De gebruikte dak- en hoekkeperpannen zijn van het type: blauw gesmoord, VH – Verbeterde Holle.

De dakgoten met gootlijsten rusten op geprofileerde consoles. De gootlijsten zijn aan de onderzijde in verschillenden vormen geschulpt. Bij het 1-laags bouwdeel is dat tandvormig, bij het 2-laagse bouwdeel is dat golvend met gaatjes.

De topgevel is beschoten met houten delen, heeft een raam en een overstek. Aan de onderzijde hebben de oversteklijsten een profilering. Op de punt van de topgevel staat een houten ornament.

De gevel is gemetseld in baksteen in kruisverband en afgewerkt met een witte lintvoeg. De gevelvlakken hebben speklagen van gele bakstenen. In de buitenhoeken van de voorgevel-middendeel en in de voorgevel/rechterdeel is een verdubbeling van het aantal speklagen. De dagkanten van de vensters van de voorgevel-middendeel zijn uitgevoerd met gele bakstenen. De voorgevel-middendeel heeft onder de verdiepingsramen een fries met een motief van rode en gele stenen en daarboven een zaagtandfries. Aan de onderzijde heeft de gehele woning een gecementeerd plint van ca. 50 cm. hoogte.

De vensters hebben houten T-kozijnen met elk een draairaam. De bovenlichten zijn ongedeeld. Later hebben in deze woning de glazeniers Anton van Hest en Rien van der Pol gewoond en toen hingen in de bovenlichten raamhangers van gebrandschilderd glas.

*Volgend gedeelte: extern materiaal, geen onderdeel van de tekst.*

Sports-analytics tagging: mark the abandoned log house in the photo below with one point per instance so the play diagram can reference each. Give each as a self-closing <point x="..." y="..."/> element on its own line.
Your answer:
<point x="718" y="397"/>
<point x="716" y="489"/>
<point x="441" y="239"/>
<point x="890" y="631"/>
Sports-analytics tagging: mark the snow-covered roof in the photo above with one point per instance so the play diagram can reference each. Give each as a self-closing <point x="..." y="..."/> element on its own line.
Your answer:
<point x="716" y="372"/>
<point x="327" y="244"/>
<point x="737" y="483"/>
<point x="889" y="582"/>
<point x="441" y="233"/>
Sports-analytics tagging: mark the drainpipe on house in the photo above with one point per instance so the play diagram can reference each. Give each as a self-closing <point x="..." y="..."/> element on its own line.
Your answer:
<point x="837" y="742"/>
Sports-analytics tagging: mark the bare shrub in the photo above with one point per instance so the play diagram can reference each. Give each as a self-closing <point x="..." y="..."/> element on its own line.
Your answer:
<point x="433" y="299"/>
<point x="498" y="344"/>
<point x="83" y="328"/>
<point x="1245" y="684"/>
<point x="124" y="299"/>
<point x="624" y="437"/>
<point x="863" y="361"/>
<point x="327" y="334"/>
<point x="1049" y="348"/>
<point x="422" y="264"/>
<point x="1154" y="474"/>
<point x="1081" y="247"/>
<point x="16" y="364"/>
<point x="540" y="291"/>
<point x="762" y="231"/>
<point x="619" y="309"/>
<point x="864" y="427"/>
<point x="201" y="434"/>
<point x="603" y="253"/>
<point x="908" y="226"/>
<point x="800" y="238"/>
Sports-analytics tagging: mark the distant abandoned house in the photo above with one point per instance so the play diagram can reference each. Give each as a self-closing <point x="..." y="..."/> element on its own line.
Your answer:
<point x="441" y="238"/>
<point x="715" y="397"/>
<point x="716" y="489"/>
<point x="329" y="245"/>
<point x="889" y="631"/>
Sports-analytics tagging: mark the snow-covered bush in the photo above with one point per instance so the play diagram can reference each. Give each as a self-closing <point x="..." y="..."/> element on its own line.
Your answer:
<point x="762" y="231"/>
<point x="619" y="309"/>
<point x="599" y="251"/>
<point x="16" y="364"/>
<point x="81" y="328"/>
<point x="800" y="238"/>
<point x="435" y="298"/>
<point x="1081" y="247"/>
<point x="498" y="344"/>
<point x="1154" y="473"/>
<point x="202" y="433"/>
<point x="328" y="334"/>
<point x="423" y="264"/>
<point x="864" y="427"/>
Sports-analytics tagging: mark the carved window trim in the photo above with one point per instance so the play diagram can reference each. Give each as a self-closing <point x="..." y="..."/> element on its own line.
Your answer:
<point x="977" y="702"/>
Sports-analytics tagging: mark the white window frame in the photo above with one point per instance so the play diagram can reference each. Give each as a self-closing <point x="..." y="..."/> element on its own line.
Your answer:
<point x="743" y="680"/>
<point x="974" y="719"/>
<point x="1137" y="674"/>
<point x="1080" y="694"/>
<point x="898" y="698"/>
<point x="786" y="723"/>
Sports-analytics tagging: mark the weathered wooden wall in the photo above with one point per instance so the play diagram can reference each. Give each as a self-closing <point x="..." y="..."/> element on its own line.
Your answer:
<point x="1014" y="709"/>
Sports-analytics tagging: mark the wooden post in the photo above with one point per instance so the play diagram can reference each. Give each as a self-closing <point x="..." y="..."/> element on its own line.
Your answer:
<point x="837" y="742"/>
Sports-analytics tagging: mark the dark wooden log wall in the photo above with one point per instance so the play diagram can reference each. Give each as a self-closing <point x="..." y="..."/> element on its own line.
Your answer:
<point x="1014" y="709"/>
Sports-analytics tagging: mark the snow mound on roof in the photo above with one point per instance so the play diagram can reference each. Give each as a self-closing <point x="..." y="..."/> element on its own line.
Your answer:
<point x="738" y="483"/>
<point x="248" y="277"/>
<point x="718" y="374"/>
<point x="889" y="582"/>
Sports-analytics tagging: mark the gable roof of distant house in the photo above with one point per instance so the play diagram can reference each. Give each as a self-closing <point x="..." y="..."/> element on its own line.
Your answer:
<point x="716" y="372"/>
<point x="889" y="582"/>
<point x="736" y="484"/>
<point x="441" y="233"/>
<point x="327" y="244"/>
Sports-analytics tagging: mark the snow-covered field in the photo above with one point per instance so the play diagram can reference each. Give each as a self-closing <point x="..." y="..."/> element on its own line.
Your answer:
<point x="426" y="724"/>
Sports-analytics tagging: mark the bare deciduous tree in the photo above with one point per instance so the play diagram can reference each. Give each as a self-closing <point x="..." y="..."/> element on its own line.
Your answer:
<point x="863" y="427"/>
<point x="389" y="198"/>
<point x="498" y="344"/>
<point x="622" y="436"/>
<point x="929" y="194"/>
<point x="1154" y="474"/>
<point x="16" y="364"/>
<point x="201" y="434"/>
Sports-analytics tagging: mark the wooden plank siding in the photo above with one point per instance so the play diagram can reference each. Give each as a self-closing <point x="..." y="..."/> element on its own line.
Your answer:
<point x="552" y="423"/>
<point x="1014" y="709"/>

De rollagen boven de vensters en deuropeningen hebben uitwaaierende strekken, anderhalve steen hoog, met gele sluit- en aanzetstenen. De vensters van het midden- en linkerdeel hebben houten rolluiken, die aan de bovenzijde fraai gevormde houten kappen hebben met een figuurzaagmotief. De voordeur heeft een optrede in natuursteen. De voordeur en de dubbele garagedeur zijn eenvoudig uitgevoerd. In het bovenlicht van de voordeur is een brandschilderraam met de afbeelding van St. Antonius en is gesigneerd: Anton H.C. van Hest 1950.